Monday, February 06, 2006

On being in the audience.

Bardseye did it again - dropped an aside which set my mind going - woke up at 2am this time with 'thoughts'.

In the far distant past, when I pretended to be a teacher, I used to try to get the idea of Shakespeare's audience across by comparing it to the average football crowd in the UK.
Just like the football crowd, most people stood. They could get unruly (or bloody riotus in fact) and were quite likely to throw things on the pitch, sorry, stage if they didn't like what they saw. Beer bottles and fruit.

All of this is sort of true - and certainly has become an orthodoxy amongst secondary school teachers.

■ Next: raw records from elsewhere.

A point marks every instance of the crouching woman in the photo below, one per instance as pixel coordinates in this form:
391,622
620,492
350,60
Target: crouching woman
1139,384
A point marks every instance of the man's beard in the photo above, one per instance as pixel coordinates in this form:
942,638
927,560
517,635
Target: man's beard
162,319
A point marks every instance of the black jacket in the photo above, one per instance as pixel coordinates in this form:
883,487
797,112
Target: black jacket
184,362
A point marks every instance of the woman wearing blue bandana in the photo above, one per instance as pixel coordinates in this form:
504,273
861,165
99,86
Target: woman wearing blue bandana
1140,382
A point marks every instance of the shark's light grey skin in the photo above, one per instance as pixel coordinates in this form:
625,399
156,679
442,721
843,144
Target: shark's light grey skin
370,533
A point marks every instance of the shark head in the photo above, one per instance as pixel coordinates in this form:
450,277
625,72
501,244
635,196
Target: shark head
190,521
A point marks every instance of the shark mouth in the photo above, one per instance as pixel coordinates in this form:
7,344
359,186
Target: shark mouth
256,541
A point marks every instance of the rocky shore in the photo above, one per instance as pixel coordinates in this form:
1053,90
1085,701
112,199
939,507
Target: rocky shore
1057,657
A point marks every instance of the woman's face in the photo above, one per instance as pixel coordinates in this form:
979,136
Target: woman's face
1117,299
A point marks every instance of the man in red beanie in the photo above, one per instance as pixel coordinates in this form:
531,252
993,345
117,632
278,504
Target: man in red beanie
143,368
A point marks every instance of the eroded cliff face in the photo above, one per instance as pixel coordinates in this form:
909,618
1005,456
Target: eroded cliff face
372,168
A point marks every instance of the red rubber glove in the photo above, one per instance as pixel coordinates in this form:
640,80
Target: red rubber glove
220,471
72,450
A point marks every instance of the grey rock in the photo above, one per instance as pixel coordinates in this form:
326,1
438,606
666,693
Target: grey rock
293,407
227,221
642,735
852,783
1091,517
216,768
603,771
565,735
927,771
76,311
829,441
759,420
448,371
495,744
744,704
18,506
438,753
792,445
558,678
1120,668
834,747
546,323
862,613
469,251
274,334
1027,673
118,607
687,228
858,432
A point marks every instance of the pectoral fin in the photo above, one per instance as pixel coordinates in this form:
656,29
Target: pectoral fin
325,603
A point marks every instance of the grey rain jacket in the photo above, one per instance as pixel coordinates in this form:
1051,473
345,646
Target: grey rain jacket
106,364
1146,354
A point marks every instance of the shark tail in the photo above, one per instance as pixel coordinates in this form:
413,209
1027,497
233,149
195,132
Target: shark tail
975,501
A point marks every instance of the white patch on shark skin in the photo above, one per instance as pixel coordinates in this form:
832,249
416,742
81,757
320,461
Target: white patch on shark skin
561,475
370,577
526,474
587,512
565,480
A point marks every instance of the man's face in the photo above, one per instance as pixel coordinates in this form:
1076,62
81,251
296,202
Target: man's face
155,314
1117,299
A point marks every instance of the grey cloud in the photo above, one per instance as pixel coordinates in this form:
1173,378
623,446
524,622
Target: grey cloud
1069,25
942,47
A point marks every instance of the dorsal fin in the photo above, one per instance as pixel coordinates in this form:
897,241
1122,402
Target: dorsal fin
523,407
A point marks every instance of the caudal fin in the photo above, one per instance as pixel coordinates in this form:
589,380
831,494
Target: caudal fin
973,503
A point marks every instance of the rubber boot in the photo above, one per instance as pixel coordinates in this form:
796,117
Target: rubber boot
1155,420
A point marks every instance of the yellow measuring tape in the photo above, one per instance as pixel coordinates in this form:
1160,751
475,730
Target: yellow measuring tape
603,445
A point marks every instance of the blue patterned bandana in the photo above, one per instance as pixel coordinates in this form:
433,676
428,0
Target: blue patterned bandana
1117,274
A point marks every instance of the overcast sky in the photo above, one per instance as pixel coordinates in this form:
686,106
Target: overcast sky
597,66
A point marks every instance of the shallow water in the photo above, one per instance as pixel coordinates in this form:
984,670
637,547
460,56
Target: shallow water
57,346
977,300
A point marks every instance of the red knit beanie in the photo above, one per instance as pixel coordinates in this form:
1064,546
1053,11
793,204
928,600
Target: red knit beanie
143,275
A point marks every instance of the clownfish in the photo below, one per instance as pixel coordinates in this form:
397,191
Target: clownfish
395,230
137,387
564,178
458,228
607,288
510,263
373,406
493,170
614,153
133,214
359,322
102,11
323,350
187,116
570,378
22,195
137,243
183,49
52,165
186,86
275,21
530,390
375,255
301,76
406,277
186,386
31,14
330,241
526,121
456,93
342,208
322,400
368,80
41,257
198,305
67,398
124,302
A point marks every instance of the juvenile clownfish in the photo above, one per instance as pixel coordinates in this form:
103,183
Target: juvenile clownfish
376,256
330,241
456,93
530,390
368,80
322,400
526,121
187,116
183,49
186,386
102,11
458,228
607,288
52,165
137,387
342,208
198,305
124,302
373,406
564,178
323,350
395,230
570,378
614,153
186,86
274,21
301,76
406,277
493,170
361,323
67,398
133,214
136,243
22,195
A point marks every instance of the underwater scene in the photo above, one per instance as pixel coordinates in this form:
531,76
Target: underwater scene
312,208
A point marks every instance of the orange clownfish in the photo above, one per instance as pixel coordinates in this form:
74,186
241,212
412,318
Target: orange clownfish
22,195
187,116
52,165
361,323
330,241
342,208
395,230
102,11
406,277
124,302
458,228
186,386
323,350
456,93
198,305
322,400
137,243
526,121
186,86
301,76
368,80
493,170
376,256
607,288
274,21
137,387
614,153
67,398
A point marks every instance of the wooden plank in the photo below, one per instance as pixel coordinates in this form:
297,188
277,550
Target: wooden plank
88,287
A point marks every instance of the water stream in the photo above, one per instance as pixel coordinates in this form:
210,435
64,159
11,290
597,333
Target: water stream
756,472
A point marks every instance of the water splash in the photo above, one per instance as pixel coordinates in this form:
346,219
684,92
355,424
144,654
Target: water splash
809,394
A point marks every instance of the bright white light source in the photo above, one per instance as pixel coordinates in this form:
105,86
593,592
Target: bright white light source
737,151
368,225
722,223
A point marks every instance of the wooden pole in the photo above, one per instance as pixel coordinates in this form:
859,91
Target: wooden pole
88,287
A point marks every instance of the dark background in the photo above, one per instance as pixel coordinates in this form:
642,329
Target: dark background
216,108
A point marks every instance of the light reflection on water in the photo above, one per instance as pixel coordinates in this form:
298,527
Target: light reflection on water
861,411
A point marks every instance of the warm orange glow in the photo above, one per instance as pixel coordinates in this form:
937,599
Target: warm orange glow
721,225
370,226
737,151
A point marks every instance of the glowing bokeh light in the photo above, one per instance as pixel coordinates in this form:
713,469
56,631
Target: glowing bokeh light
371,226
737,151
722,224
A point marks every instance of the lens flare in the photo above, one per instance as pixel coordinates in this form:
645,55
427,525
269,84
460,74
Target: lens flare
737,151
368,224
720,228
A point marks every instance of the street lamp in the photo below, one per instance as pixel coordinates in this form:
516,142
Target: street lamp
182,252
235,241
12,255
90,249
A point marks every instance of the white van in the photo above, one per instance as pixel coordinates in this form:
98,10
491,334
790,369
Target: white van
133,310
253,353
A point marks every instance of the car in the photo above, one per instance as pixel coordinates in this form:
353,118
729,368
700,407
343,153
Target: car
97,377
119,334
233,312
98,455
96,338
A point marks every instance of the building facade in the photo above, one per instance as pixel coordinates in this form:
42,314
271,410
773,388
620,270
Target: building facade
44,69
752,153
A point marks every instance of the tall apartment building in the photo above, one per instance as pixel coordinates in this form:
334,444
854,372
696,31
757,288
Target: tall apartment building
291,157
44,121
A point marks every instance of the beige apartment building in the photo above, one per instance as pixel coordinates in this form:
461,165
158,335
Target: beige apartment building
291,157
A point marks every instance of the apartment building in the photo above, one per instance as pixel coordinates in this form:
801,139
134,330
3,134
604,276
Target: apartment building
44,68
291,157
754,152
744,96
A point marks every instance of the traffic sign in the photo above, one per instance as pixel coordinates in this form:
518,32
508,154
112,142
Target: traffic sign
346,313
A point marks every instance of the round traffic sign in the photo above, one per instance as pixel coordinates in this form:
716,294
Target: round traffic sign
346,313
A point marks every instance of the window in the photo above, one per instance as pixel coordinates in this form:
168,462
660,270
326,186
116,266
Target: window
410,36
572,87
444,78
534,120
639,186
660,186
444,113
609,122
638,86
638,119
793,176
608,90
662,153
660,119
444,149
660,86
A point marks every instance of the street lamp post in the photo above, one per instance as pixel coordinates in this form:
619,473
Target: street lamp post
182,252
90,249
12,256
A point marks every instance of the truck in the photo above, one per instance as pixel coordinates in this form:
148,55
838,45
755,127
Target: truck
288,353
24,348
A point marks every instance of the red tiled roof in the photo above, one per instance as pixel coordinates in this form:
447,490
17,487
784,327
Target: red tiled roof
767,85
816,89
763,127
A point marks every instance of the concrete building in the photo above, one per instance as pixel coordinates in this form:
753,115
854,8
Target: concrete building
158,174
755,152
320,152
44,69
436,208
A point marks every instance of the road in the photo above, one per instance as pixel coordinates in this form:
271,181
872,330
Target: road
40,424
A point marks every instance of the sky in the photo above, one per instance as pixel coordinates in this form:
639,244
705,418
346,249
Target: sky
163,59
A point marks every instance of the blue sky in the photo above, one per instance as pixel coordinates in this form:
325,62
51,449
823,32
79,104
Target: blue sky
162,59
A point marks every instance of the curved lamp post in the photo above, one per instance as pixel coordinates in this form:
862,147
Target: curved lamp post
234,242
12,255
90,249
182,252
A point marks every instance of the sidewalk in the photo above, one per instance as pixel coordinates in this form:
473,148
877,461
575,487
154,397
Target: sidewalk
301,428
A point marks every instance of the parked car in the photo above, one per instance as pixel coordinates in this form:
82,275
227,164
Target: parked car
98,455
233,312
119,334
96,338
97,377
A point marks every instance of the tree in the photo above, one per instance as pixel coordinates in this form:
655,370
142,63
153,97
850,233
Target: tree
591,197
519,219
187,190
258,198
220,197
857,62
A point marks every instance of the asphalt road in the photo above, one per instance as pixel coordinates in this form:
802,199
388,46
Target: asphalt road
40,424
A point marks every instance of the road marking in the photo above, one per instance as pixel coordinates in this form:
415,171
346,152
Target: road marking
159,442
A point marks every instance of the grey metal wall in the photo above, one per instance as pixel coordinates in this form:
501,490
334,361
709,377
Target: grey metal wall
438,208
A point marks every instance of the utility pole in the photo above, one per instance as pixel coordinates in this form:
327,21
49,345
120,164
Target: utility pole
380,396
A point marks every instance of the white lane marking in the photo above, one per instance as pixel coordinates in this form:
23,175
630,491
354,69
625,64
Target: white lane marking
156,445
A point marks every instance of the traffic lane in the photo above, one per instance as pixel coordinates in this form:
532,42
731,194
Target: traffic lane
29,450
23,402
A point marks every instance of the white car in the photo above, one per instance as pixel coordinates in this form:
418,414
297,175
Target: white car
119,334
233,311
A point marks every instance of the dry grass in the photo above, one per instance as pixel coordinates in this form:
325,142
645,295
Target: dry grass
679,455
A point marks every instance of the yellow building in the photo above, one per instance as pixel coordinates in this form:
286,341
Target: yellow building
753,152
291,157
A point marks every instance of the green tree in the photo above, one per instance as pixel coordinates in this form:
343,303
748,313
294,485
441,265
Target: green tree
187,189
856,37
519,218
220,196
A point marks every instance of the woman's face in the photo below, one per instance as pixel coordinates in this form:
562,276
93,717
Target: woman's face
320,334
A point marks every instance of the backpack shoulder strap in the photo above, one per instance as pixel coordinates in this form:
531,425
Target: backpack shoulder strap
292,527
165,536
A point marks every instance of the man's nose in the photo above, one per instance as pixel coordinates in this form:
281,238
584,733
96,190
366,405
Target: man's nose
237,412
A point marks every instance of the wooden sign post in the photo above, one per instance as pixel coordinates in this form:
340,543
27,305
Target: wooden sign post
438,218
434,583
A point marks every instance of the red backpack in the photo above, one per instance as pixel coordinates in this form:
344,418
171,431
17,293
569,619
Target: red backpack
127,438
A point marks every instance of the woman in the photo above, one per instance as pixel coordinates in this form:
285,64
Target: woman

Then, the New Globe opened.

I was very lucky to be amongst the first paying, public audience to stand and watch a performance in the almost completed theatre.

Yes, we stood - but it wasn't like watchig a football match. In the football game you are just watching - and at a distance too. The communication is physical gesture (like watching Ballet at the Bolshoi more than theatre). Your mind and emotions are engaged - but I am certain it is a different part of the brain from that used when listening to and watching a play.

The football is distinctly tribal - pack communication. In the theatre there is more a sense of variety - still of community but not the monolithic focus on one objective.

You don't sense the passing of time in the theatre, whereas, in football, time is essential - two halves, and 45min to 'kill' the enemy.

In the theatre you react with the actors - and in the Globe this is a very strong reaction - I stood at the front of the stage and caught the eyes of the actors many times - there is no darkness, it is played in daylight. The actors play to the audience, 'timing' is audience dependent. In football, the team can be lifted by cheers and supported by chants - but this is a very marked distance from what is happening in the globe.

Having been in that audience I fee lI know the importance of it to Shakespeare.

It is an equal partner in creating the meaning of the play. Shakespeare wrote to his audience - not in the way some modern soap opera writer would indulge them - but being very aware of what they knew, what they thought, of their diversity, rather than their uniformity.

Were there Jews in the audience for, The Merchant? Quite possibly. And black people amongst the groundlings for Othello? Modern historical research has located a number of black residents of Elizabethan London - so again, possible.

When a character 'addresses' the audience - what reaction is the actor expecting? The football crowd would not respond the same way, despite what I used to say, as the Globe audience.

This is not an issue of class, or even education - it is expectations and, I suggest, a different part of the brain in operation and focus.

I think differently when I look at a picture in an art gallery from looking at a stage set:

Have a look at this

A piece of dance constructs its meaning differently - I don't think of the dancer as a character, I focus on the movement/gesture. I am always aware of the falseness in the job of the actor - yes disbelief is sort of suspended - or rather, immitation is accepted.

Hamlet constantly breaks down the falseness - he reminds you of the theatre, he tells you he is only an actor. He talks to ME when I am in the audience.

Which links back to bardseye's blog:

Errrr tea time, and a strong one coming up.

1 comment:

bardseyeview said...

Gee, Shakespearance, I appreciate your kind words and link. I am certainly learning a quite a lot from lurking on your blog as well. I look forward to the experience you've already had of attending a performance at the restored Globe.